Superior Court of New Jersey, Appellate Division

November 7, 2013

C.V., Defendant-Appellant. IN THE MATTER OF J.B. and A.V., Minors.


Submitted September 30, 2013

On appeal from Superior Court of New Jersey, Chancery Division, Family Part, Warren County, Docket No. FN-21-111-09.

Joseph E. Krakora, Public Defender, attorney for appellant (Lora B. Glick, Designated Counsel, on the briefs).

John J. Hoffman, Acting Attorney General, attorney for respondent (Andrea M. Silkowitz, Assistant Attorney General, of counsel; Kristina Miles, Deputy Attorney General, on the brief).

Joseph E. Krakora, Public Defender, Law Guardian, attorney for minors (Karen A. Lodeserto, Designated Counsel, on the brief).

Before Judges St. John and Leone.


Defendant C.V. (Carol) is the mother of J.V. (Jane), born February 26, 2007, and A.V. (Ann), born May 6, 2008.[2] J.B. (Joseph), who is the father of both children, was a party to the underlying litigation, but did not participate in it and is not the subject of this appeal. At a fact-finding hearing on June 25, 2009, the Division presented the testimony of a caseworker and introduced into evidence several exhibits concerning its investigation. Carol testified on her own behalf. Following the hearing, the Family Part judge determined that defendant had neglected Jane and Ann, having found "inappropriate" cleanliness, sleeping arrangements and medical care.

Thereafter, the Division provided various services to Carol and Joseph. On May 3, 2012, the judge entered an order terminating the litigation because the children had been returned home and the conditions had been remediated.

On appeal, Carol argues that the judge's neglect determination was unsupported by the evidence and based on inadmissible hearsay. Carol further contends that the Division failed to prove that she did not exercise a minimum degree of care.

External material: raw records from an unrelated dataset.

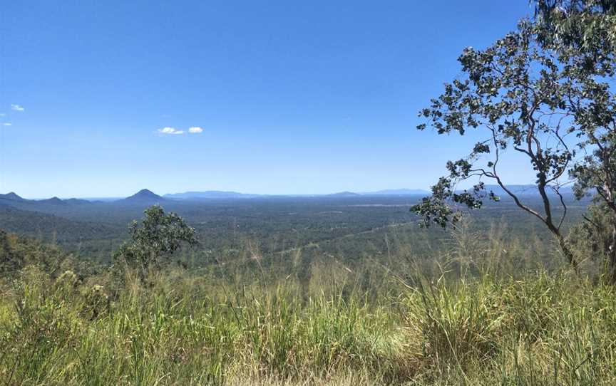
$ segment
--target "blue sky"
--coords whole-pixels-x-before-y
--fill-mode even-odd
[[[417,112],[460,73],[464,47],[532,11],[526,0],[6,2],[0,192],[428,188],[476,138],[418,132]],[[513,163],[503,172],[532,181]]]

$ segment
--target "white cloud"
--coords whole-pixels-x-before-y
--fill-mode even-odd
[[[158,129],[160,134],[184,134],[184,130],[178,130],[175,127],[163,127]]]
[[[188,132],[190,134],[199,134],[200,132],[203,132],[203,129],[198,126],[195,126],[194,127],[190,127],[188,129]]]

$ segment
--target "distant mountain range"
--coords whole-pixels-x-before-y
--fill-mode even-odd
[[[237,192],[226,192],[222,190],[206,190],[205,192],[185,192],[184,193],[170,193],[163,196],[168,199],[245,199],[262,197],[262,194],[251,194],[250,193],[238,193]]]
[[[515,194],[520,196],[538,195],[539,192],[535,185],[509,185],[508,188]],[[494,192],[497,196],[506,197],[507,193],[498,185],[486,185],[486,190]],[[570,187],[563,187],[560,189],[564,195],[573,194]],[[75,205],[88,205],[92,203],[97,204],[141,204],[151,205],[157,203],[164,203],[170,201],[178,201],[183,199],[252,199],[258,197],[360,197],[369,196],[417,196],[428,195],[428,190],[418,189],[389,189],[378,190],[375,192],[339,192],[329,194],[255,194],[251,193],[240,193],[237,192],[222,191],[222,190],[206,190],[203,192],[185,192],[183,193],[171,193],[164,196],[160,196],[147,189],[143,189],[126,198],[123,199],[66,199],[51,197],[46,199],[26,199],[21,197],[16,193],[11,192],[6,194],[0,194],[0,204],[9,205],[26,210],[34,210],[38,207],[70,207]],[[548,189],[548,194],[554,194],[551,189]]]
[[[156,204],[158,202],[164,202],[165,201],[167,200],[158,194],[156,194],[151,190],[142,189],[132,196],[129,196],[124,199],[119,200],[118,202],[127,204]]]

As reflected in the Division's reports, Carol first came to its attention by way of an October 2007 referral, which raised concerns about Jane's welfare, including inadequate supervision and hygiene, substandard nutrition, and a lack of appropriate cold-weather clothing and other supplies. The Division investigated and concluded that the allegations were unfounded. Nevertheless, the case remained open and the Division conducted follow-up visits at Carol's home.

During a January 2008 visit, a Division caseworker observed that Carol's home was cluttered and advised her to clean it. Carol was noted to be twenty-three weeks pregnant with Ann at the time. At the next visit in February, the caseworker discovered that the home remained cluttered and again advised Carol to tidy it up, which she agreed to do. In March, the caseworker once more found the dwelling to be cluttered and reiterated that Carol needed to clean her home. Thereafter, the Division closed the case.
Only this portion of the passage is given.